Fortes températures, refroidissement par eau et enroulement de matériaux... Ces procédés permettent de transformer le mélange en filament qui sert pour l'impression 3D de pièces automobiles.

"Nous voulons au moins maintenir ou alors, améliorer les caractéristiques thermiques et mécaniques - à savoir, la résistance aux fortes températures et aux impacts - des matériaux commerciaux existants que l'on utilise pour l'impression 3D ou dans d'autres applications industrielles du même type," souligne Lidia García Quiles, ingénieur industriel au Centre technologique Aitiip. "Nous voulons aussi leur donner des propriétés antibactériennes et nous essayons de développer des senteurs sur-mesure," complète-t-elle.

Commercialisation dans 4 à 5 ans

Marta Redrado, coordinatrice du projet BARBARA et ingénieur chimique au Centre Aitiip, nous montre des exemples de prototypes réalisés dans le cadre de cette initiative comme "la maquette d'un tableau de bord de voiture : cette partie a été réalisée avec de l'écorce de citron," dit-elle avant de nous en présenter une autre plus claire à l'odeur de citron.

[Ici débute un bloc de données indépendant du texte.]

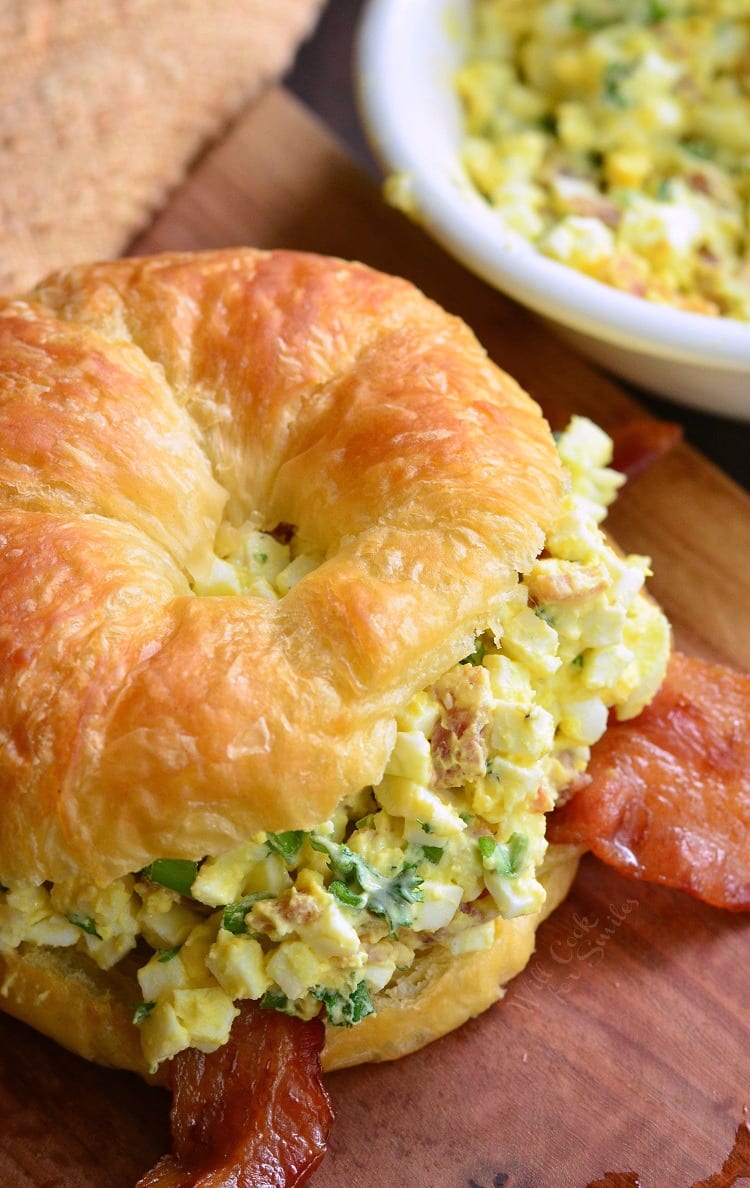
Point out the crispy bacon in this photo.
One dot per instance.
(252, 1114)
(669, 795)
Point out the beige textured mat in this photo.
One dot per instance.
(104, 103)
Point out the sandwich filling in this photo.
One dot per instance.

Puis elle nous montre "deux pièces réalisées avec de la grenade dont l'une a un aspect _très différent [ndlr : nervuré],"_ puis "une pièce imprimée à partir de coques d'amande : elle est très belle, sa texture est très différente des autres," fait-elle remarquer.

Nous demandons à Marta Redrado à quel stade en sont les recherches : "La prochaine étape pour nous, c'est d'atteindre l'échelle semi-industrielle avec ce que nous avons développé en laboratoire," répond-elle. "Ce qui va nous prendre 4 ou 5 ans ; donc, c'est à cette échéance-là que nos produits pourraient être commercialisés," estime-t-elle.